Ce qui est arrivé à la classe ouvrière de Cleveland, comme à presque chaque secteur institutionnalisé de l’existence sociale aux États-Unis, c’est que le « centre » progressiste s’est effondré et le tourbillon généré par ce cataclysme a charrié des débris sociaux. Wallace est en position d’en ramasser quelques-uns. Dans sa campagne, il fixe des enjeux et une structure idéologique grossière en grande partie arbitraire. Sur ce terreau, si une autre campagne avait pris les devants, on aurait pu tout aussi bien assister à d’autres floraisons. En quelque sorte, étudier la campagne de Wallace ne nous apprend rien : il traîne les mêmes bagages rhétoriques et politiques au cours de ses nombreuses pérégrinations, et il est trop tentant de mettre tous ses partisans dans le même sac.

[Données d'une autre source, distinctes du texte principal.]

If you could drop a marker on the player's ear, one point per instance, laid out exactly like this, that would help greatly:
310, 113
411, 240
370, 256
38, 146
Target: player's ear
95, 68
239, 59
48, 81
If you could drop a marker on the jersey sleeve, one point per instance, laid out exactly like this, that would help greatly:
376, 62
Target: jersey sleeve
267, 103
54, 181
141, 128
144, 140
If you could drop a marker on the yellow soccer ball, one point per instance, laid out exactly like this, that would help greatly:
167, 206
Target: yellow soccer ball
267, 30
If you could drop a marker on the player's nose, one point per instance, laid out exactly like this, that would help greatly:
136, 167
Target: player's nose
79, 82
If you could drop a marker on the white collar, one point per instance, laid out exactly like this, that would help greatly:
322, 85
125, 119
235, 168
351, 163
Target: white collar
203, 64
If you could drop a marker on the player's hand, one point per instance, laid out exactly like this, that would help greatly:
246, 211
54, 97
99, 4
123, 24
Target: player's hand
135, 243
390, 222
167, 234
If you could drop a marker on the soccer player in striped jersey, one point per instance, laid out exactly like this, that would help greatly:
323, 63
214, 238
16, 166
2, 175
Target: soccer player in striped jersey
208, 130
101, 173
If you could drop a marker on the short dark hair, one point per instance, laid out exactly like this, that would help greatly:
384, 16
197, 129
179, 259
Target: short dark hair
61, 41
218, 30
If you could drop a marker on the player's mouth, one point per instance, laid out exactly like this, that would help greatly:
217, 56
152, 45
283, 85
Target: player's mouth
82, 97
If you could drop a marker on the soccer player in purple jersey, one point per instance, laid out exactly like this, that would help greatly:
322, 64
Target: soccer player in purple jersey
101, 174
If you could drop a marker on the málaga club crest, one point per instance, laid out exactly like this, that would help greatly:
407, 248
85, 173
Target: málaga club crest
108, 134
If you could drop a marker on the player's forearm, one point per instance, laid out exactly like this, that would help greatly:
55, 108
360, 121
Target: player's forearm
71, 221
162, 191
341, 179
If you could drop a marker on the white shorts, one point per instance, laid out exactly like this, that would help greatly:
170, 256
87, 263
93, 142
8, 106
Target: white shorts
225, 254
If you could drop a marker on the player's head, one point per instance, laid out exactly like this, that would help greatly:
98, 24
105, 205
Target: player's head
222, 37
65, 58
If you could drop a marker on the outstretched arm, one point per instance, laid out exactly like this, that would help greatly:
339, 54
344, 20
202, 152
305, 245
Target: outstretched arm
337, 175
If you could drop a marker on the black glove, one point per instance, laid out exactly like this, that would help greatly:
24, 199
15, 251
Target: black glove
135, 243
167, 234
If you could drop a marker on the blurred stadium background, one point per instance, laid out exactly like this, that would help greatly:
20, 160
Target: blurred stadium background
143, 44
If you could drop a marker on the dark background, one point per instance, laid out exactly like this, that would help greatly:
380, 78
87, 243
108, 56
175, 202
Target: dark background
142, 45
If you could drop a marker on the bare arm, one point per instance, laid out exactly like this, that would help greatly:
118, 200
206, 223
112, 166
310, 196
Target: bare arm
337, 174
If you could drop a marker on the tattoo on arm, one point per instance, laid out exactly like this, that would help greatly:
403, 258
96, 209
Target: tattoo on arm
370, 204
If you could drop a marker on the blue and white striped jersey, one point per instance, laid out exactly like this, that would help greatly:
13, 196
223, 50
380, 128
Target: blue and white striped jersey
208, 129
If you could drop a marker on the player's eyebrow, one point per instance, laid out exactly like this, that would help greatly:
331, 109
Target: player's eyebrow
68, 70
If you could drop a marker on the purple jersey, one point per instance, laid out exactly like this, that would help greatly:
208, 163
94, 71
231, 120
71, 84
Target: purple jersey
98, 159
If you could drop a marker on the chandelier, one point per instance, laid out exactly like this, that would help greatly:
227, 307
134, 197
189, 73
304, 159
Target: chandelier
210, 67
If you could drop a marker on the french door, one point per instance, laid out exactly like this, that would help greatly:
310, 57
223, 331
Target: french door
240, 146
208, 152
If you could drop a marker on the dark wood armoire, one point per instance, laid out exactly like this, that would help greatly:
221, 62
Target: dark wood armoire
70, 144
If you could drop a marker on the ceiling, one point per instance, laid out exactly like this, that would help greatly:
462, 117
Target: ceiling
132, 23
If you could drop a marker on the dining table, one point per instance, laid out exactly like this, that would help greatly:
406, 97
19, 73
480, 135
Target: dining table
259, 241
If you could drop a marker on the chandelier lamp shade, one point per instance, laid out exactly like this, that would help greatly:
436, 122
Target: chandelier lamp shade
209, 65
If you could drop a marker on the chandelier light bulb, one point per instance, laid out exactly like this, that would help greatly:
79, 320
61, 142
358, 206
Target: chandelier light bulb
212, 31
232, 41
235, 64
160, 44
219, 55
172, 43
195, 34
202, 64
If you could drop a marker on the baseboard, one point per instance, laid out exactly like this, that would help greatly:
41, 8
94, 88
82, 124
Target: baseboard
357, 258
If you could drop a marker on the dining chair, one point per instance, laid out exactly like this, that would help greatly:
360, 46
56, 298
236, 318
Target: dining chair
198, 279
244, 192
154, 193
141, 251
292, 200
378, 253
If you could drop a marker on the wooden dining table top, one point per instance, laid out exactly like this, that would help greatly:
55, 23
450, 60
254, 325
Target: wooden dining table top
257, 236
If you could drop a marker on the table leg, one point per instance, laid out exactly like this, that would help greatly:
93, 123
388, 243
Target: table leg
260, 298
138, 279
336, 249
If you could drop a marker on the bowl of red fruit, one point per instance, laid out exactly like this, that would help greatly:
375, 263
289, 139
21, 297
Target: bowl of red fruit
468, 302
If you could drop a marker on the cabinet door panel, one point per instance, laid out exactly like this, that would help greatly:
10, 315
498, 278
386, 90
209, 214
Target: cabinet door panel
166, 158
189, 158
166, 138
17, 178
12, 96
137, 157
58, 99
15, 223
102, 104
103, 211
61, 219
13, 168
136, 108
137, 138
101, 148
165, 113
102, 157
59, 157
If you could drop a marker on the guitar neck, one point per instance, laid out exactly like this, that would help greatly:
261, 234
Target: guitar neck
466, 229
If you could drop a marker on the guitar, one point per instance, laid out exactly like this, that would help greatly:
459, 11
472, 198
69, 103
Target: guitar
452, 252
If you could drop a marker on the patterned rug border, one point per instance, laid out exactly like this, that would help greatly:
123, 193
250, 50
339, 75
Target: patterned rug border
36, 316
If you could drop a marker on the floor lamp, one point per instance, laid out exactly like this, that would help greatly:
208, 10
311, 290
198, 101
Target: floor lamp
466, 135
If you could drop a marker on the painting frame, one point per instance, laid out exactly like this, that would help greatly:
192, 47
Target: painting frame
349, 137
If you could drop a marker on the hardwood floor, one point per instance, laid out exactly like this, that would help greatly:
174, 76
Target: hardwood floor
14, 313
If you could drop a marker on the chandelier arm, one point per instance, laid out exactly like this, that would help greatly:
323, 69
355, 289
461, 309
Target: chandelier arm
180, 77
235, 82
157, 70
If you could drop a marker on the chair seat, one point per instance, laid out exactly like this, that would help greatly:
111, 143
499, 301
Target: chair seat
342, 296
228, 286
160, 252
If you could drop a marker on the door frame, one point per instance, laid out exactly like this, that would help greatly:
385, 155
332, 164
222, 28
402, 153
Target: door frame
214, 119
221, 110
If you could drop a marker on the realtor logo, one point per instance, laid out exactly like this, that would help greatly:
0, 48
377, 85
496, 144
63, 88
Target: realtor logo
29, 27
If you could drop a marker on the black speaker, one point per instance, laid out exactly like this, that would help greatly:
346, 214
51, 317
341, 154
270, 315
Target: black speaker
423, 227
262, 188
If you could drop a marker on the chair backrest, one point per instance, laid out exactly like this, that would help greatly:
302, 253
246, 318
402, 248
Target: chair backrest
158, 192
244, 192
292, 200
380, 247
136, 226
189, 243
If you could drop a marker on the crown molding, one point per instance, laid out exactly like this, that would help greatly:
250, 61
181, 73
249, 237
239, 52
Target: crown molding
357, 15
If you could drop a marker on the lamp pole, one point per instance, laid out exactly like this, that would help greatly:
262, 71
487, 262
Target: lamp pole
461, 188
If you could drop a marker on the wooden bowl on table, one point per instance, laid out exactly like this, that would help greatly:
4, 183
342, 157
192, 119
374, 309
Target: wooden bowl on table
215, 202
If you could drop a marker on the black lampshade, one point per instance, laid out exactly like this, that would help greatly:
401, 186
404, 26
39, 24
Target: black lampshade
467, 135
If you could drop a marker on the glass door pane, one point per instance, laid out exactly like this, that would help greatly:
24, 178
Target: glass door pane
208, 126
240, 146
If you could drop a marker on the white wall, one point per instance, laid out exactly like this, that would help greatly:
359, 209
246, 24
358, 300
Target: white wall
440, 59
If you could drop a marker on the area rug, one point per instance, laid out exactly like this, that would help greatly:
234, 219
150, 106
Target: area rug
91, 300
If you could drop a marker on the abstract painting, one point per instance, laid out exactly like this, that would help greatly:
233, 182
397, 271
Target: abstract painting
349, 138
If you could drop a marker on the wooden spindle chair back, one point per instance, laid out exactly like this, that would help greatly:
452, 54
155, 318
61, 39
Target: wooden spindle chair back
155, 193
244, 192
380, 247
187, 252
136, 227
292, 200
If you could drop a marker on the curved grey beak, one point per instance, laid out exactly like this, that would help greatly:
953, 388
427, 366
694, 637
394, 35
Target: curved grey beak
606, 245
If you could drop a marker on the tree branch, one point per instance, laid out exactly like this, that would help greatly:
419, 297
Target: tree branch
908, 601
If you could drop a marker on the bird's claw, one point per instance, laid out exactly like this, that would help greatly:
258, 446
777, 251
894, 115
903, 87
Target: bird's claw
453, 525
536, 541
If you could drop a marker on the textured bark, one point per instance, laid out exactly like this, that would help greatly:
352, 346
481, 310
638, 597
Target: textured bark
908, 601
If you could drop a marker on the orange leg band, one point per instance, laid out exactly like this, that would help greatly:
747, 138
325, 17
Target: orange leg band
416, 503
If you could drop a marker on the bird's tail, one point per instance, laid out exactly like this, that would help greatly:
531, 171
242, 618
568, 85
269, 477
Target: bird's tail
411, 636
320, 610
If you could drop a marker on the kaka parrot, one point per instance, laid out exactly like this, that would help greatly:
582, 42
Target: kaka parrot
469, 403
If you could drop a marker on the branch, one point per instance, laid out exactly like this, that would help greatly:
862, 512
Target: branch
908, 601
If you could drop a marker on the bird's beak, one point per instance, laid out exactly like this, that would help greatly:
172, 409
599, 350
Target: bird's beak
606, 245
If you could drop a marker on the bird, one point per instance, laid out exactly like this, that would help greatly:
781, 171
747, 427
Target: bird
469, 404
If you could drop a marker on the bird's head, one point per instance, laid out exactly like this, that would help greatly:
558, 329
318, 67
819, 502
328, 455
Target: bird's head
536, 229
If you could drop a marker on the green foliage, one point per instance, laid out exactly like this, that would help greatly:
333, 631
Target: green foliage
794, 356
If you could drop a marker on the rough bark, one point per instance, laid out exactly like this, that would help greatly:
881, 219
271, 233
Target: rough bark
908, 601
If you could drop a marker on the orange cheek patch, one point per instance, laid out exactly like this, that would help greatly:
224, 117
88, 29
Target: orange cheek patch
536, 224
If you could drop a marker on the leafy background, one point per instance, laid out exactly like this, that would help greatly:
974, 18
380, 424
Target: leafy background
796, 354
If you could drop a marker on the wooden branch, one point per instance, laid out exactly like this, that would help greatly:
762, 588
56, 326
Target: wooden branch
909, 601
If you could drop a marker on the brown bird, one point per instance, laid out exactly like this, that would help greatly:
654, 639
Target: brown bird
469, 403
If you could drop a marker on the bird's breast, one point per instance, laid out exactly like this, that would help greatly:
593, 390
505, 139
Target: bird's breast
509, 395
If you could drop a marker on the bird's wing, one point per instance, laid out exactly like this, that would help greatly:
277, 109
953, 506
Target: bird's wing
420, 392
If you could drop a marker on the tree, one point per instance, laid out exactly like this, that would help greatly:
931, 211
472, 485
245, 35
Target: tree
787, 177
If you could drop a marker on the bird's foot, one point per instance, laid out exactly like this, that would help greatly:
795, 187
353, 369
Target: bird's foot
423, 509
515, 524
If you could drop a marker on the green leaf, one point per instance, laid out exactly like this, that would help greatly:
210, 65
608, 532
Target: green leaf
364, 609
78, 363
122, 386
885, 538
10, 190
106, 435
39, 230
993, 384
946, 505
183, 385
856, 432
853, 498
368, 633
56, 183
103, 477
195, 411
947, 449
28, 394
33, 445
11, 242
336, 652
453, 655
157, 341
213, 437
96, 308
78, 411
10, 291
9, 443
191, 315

On ne peut pas les catégoriser aussi facilement. Le comité de soutien typique, dans le Sud, transcende les clivages de classe et de caste, des péquenauds de la « ceinture noire 3» aux banlieusards du « nouveau Sud ». Au-delà de ces régions, les vrais croyants de la John Birch Society 4 et les purs et durs de Goldwater5 sont au moins aussi importants que les « oubliés » en cols bleus. Les différentes fractions de cet électorat sont fréquemment en guerre les unes contre les autres. Dans l’Ohio, Wallace a mené deux campagnes distinctes : « pour les racistes et les bombardeurs », comme les appellent [en référence aux « va-t-en guerre »] les démocrates progressistes, de façon un tantinet simpliste. La campagne à l’adresse des ouvriers de l’industrie se concentre sur les émeutes, mais en prenant, ici aussi, des allures populistes. Les anathèmes de Wallace visant directement les banques, les fondations et les « intellos à lunettes » sont presque aussi attractifs que ses attaques concernant les Noirs. La campagne à destination des classes moyennes est plus obsédée par le « communisme ». Alors que bon nombre de travailleurs qui roulent pour Wallace sont des crypto-démocrates, les organisateurs de sa campagne pour les classes moyennes sont des transfuges républicains. Ils furent encore plus transportés d’enthousiasme quand Wallace choisit le général Curtis LeMay comme candidat à la vice-présidence, mais ce choix pourrait avoir entraîné la défection de certains ouvriers. « L'appel de Wallace contre la guerre, me dit un ouvrier, lui a attiré bien des sympathies parmi les plus jeunes types à l’usine. Ils ne veulent pas partir, mais ils sont effrayés à l'idée de se rendre. Fondamentalement, ils sont aussi terrifiés que les étudiants ; ils ne veulent pas mourir. » Ils pourraient être plus effarouchés que transportés à entendre l’anticommunisme fanatique de LeMay.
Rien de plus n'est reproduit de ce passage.